Lazio – Juve (0-1) Service minimum pour la Bianconero Académie.

Salut les zèbres,

 

Vous allez finir par croire que je me cherche des excuses pour plus vous donner de nouvelles. Mais le sort s’acharne sur moi comme sur ma Vieille Dame. Et si c’est mon PC qui a lâchement rendu l’âme comme un sombre petit fils de pute à frange, le mal est bien plus profond à Vinovo. Et c’est à l’infirmerie qu’il semble s’être installé, ce foutu mal. Il ronge les corps émoussés de l’armada bianconera, amorçant une lente et insidieuse pourriture qui compromet l’intégrité de l’équipe. Et si les blessures de nos milieux de terrain semblent être enfin derrière nous telles de pernicieux sodomites, ce sont nos attaquants qui souffrent. On se déplace donc à Rome pour y affronter la Lazio avec seulement trois attaquants de disponible, en espérant des retours contre TottANAL mercredi prochain pour un match qui s’annonce capital pour la suite de la saison.
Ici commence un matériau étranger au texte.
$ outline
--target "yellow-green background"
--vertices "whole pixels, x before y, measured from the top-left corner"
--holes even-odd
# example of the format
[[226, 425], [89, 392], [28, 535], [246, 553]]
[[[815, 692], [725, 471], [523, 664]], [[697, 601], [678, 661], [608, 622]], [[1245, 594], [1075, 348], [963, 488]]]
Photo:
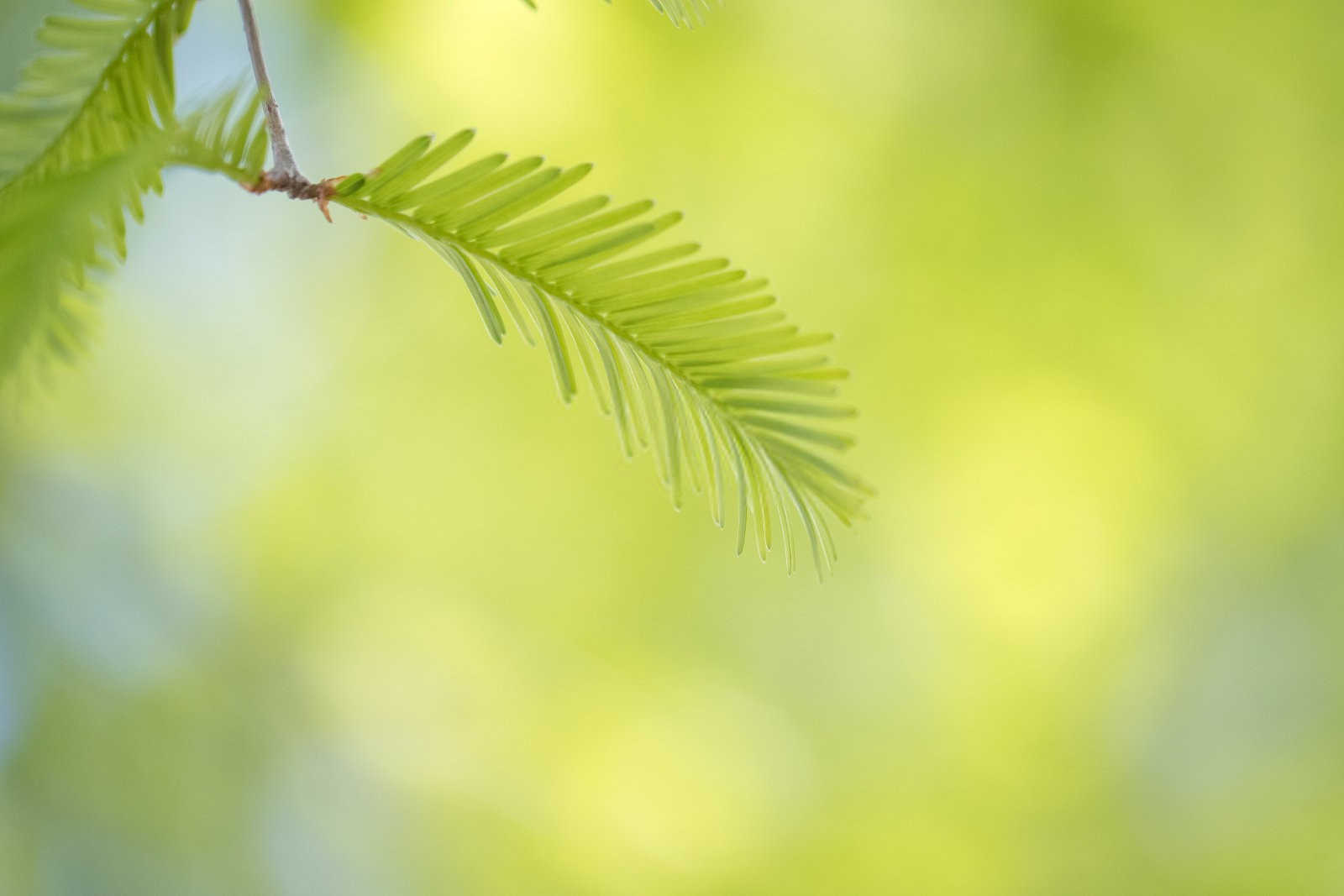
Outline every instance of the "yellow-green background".
[[430, 253], [175, 173], [0, 429], [0, 892], [1344, 893], [1344, 5], [540, 5], [259, 0], [308, 173], [684, 210], [871, 520], [734, 557]]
La porte ouverte est enfoncée, je suis prêt pour le Grand Journalimse, celui avec des majuscules, celui qui fait 12 heures de direct tous les jours sur la couleur du slip de Neymar, celui qui retient Johan Micoud en otage depuis trop longtemps, celui qui… Mais je m’égare.

 

Petite allégorie du jour, les perfides blessures sodomites. Bon ok, j’avais juste envie de poser cette photo là, avec nous, pour passer un bon moment.

 

LE MOT DU VIL

Nouvelle rubrique dans la Bianconero Académie, qui remplace le mot sur l’adversaire dont personne n’avait rien à branler. On n’est pas là pour parler systématiquement des méchants, OK ? Du coup c’est le beau JPR, Very Important Lecteur de son état, qui nous offrira régulièrement son avis d’une vilenie sans nom sur la Juve, le foot italien, le foot en général, la VAR, les rapports sexuels avant les matches, ou encore sur la probabilité qu’Emmanuel Macron puisse s’asseoir sur un petit suisse sans l’écraser.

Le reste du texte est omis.